SCHWERTE-VILLIGST - Am vergangen Mittwoch hatte die Evangelische Kirche von Westfalen durch ihr Pädagogisches Institut die Schulleitungen der westfälischen Berufskollegs nach Haus Villigst eingeladen. Unter der Überschrift »Ich schraube, also bin ich« wurde der Frage nachgegangen, wie sich »Arbeit – Beruf – Identität – Leben« in den Arbeitskontexten der Gegenwart (Stichwort Industrie 4.0) zueinander verhalten.

Gott malocht

In ihrem Impulsvortrag brachte die leitende Theologin der Ev. Kirche von Westfalen, Präses Annette Kurschus, das Novum der biblischen Auffassung von Arbeit auf den Punkt: »Der Gott Israels arbeitet. Er malocht geradezu. Das hebräische Wort malacha für Arbeit wird ausdrücklich für Gott selbst angewendet.« Während in den Schöpfungsmythen des Alten Orient sowie in der griechisch-römischen Antike ›Arbeit‘ generell ›Sklavenarbeit‹ ist, entweder im Dienst der Götter oder der herrschenden politischen Klasse, wird der Mensch in der biblischen Tradition zum Mitarbeiter Gottes.
In der Bibel, aber dann auch im Arbeits- und Berufsverständnis Martin Luthers, korrespondiere ein doppeltes ›Nein‹ zur Erniedrigung des Menschen durch Arbeit und der Ansicht, der Mensch würde erst durch die Arbeit zum Menschen mit einem doppelten ›Ja‹: Der Lebenssinn ist bereits durch Gottes Fürsorge und Vorsorge bestimmt. Und: Jeder Mensch ist dazu berufen durch seine Arbeit, seinen Beruf, Gott und dem Nächsten zu dienen. Und dabei ist nach Luther die Unterscheidung zwischen ›geistlichen‹ und ›profanen‹ Tätigkeiten grundsätzlich aufgehoben.

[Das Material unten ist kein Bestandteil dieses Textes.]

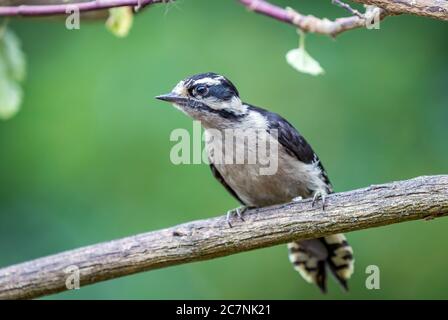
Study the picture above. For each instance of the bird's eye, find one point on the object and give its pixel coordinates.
(201, 90)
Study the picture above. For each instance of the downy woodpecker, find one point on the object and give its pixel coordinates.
(215, 102)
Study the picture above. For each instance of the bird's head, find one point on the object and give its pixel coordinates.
(209, 98)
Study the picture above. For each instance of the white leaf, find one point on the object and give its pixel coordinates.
(120, 21)
(300, 60)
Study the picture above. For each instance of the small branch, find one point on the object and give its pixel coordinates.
(308, 23)
(348, 8)
(58, 9)
(419, 198)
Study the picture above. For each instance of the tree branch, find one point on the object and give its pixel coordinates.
(423, 197)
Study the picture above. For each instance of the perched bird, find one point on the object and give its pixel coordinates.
(215, 102)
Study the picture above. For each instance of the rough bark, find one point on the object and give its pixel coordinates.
(378, 205)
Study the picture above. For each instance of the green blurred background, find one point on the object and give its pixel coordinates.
(87, 158)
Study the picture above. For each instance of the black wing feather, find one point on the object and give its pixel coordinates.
(294, 143)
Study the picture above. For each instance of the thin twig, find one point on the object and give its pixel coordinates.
(307, 23)
(58, 9)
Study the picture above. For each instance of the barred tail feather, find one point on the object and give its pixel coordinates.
(311, 258)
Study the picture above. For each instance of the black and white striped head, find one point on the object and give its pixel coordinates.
(209, 98)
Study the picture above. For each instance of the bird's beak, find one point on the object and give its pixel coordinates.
(173, 98)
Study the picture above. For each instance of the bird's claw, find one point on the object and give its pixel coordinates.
(317, 195)
(238, 212)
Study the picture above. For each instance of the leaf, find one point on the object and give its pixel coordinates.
(300, 60)
(12, 72)
(120, 21)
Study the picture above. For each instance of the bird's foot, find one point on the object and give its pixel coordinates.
(319, 194)
(236, 212)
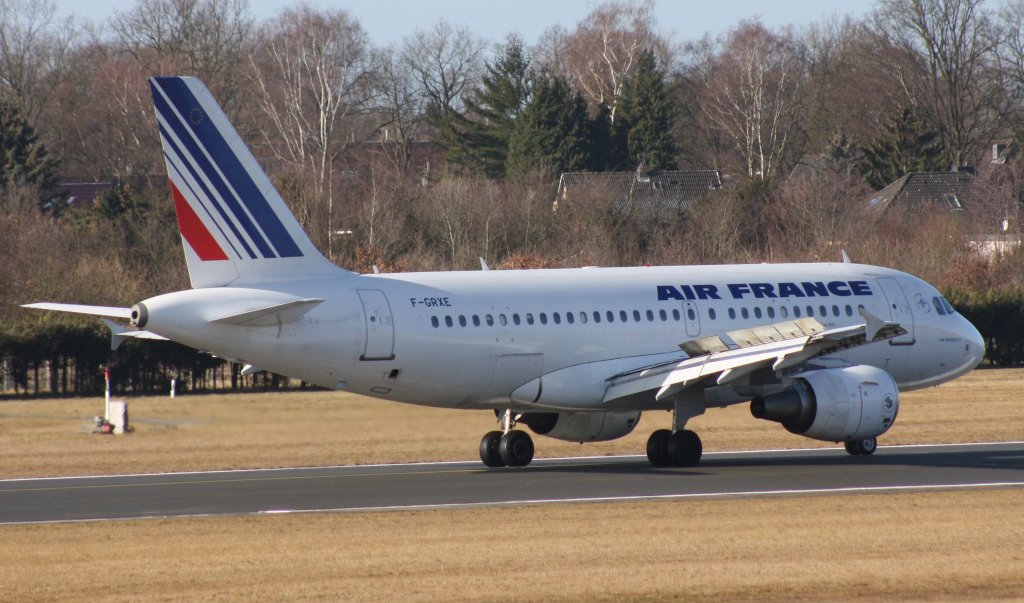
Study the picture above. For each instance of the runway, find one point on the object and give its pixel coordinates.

Doch, so fragte Präses Kurschus am Ende ihres Vortrages, wie kann ich darüber mit jungen Erwachsenen im Berufskolleg angesichts der Brüchigkeit moderner Berufsbiografien ins Gespräch kommen? »Mit der Lebendigkeit einer Tradition bekannt zu werden, die den Wert des Menschen zuerst und zuletzt nicht über seine Leistung, sondern über Gottes Zuwendung definiert – und die deshalb jedem Menschen eine Aufgabe und einen selbstverständlichen Platz im Gemeinwesen einräumt: Das scheint mir nicht das schlechteste Weggepäck für Jugendliche und junge Erwachsene in den engen Strukturen unserer Leistungsgesellschaft zu sein«, so die ermutigenden Worte der Präses an die Gäste.

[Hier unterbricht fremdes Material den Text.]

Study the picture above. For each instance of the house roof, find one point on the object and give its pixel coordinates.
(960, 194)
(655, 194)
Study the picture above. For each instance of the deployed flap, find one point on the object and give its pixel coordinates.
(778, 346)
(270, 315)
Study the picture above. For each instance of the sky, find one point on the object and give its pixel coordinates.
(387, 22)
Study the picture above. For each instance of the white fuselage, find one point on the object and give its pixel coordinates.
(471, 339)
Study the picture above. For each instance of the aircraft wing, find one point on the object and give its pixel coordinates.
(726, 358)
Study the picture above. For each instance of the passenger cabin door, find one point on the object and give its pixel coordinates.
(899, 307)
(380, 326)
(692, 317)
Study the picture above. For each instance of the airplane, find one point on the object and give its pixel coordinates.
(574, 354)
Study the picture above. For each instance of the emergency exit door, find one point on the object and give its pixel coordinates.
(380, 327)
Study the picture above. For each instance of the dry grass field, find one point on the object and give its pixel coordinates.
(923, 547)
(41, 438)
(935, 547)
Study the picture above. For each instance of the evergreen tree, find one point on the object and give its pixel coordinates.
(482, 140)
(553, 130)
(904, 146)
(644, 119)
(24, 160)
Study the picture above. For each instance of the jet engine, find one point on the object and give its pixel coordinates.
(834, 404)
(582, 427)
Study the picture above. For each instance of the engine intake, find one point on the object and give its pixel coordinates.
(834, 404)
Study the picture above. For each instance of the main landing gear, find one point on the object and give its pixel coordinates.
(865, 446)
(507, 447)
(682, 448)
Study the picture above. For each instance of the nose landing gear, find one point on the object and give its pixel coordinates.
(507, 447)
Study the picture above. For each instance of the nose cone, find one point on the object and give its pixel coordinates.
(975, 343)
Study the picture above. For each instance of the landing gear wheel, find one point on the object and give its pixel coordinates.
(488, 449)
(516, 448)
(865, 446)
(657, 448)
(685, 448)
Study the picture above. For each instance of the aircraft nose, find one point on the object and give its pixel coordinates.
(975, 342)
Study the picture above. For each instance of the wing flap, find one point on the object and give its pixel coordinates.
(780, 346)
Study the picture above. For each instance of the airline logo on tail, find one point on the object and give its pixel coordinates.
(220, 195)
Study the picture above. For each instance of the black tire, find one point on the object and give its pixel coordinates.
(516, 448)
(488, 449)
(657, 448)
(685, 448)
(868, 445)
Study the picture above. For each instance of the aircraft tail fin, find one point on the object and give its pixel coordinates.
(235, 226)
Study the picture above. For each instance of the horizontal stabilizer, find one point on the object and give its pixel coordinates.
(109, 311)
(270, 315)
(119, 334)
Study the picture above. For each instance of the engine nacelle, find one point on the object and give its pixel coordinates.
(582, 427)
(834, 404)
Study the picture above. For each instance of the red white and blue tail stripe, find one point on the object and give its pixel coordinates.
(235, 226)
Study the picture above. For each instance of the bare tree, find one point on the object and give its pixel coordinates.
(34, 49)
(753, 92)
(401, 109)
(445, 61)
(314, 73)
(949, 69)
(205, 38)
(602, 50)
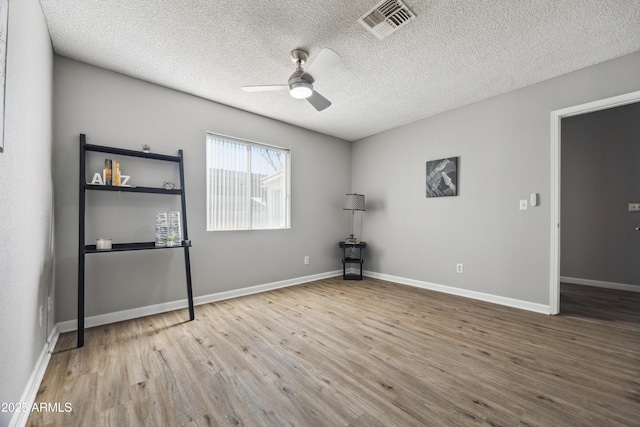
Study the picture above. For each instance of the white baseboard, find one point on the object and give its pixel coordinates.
(118, 316)
(600, 284)
(509, 302)
(19, 419)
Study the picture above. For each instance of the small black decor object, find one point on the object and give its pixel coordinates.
(442, 177)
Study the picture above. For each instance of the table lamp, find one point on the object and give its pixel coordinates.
(353, 203)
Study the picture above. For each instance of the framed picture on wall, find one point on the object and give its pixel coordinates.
(4, 21)
(442, 177)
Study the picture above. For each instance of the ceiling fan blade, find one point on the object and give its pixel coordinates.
(318, 101)
(322, 63)
(264, 88)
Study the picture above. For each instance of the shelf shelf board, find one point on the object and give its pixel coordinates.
(153, 190)
(140, 246)
(131, 153)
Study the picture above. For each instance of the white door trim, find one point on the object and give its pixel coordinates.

Vertrauen in die Berufskollegs

Was es heißt, damit ernst zu machen, zeigte auf eindrucksvolle Weise die zweite Gesprächsrunde, die durch Impulse der Ministerialdirigentin im Ministerium für Schule und Weiterbildung, Dr. Beate Scheffler, eingeleitet wurde. Auf dem Hintergrund der aktuellen politischen Ereignisse, dem Ansturm an Flüchtlingen auf die nordrhein-westfälischen Schulen, der Einrichtung von ›Internationalen Förderklassen‹  gerade auch an den Berufskollegs strich Frau Dr. Scheffler kurzerhand einen Großteil ihres mitgebrachten Referats und stellte sich den aktuellen Fragen, Sorgen und Wünschen der Schulleiterinnen und Schulleiter. Die Heterogenität der Lerngruppen, Sprachprobleme, aber auch soziale und gesundheitliche Belastungen verlangen von den Schulen einen außerordentlichen Einsatz, den sie aber auch einzubringen bereit sind. »Setzen Sie Vertrauen in die Berufskollegs«, so der Originalton eines Schulleiters. Zugleich machten die Schulleiter_innen aber auch deutlich, dass sie niederschwellige, unbürokratische Verfahren benötigen, um den jungen Menschen möglichst schnell gerecht werden zu können. Zugleich war auch der Wunsch nach mehr Unterstützung durch Schulsozialarbeit nicht zu überhören.

Schule der Persönlichkeit

Prof. Dr. Andreas Obermann, stellv. Leiter des Bonner evangelischen Instituts für berufsorientierte Religionspädagogik (bibor) knüpfte mit seinem Vortrag  »Im Beruf Leben finden. Der Beitrag religiöser Bildung zur Erlangung beruflicher Handlungsfähigkeit« an die Ausführungen von Präses Kurschus an, dass der Beruf schon immer einen äußeren Aspekt (der Ruf = Image) und einen inneren Aspekt (Ausdruck einer inneren Berufung = Teil der eigenen Identität) in sich vereinigt. ›Berufsgerechtigkeit‹, so führte Obermann weiter aus, wäre erst dann erreicht, wenn »auch kognitiv weniger begabte Jugendliche entsprechend ihrer Begabungen in ›Brot und Arbeit‹ kommen und eine gesellschaftliche Anerkennung erfahren«.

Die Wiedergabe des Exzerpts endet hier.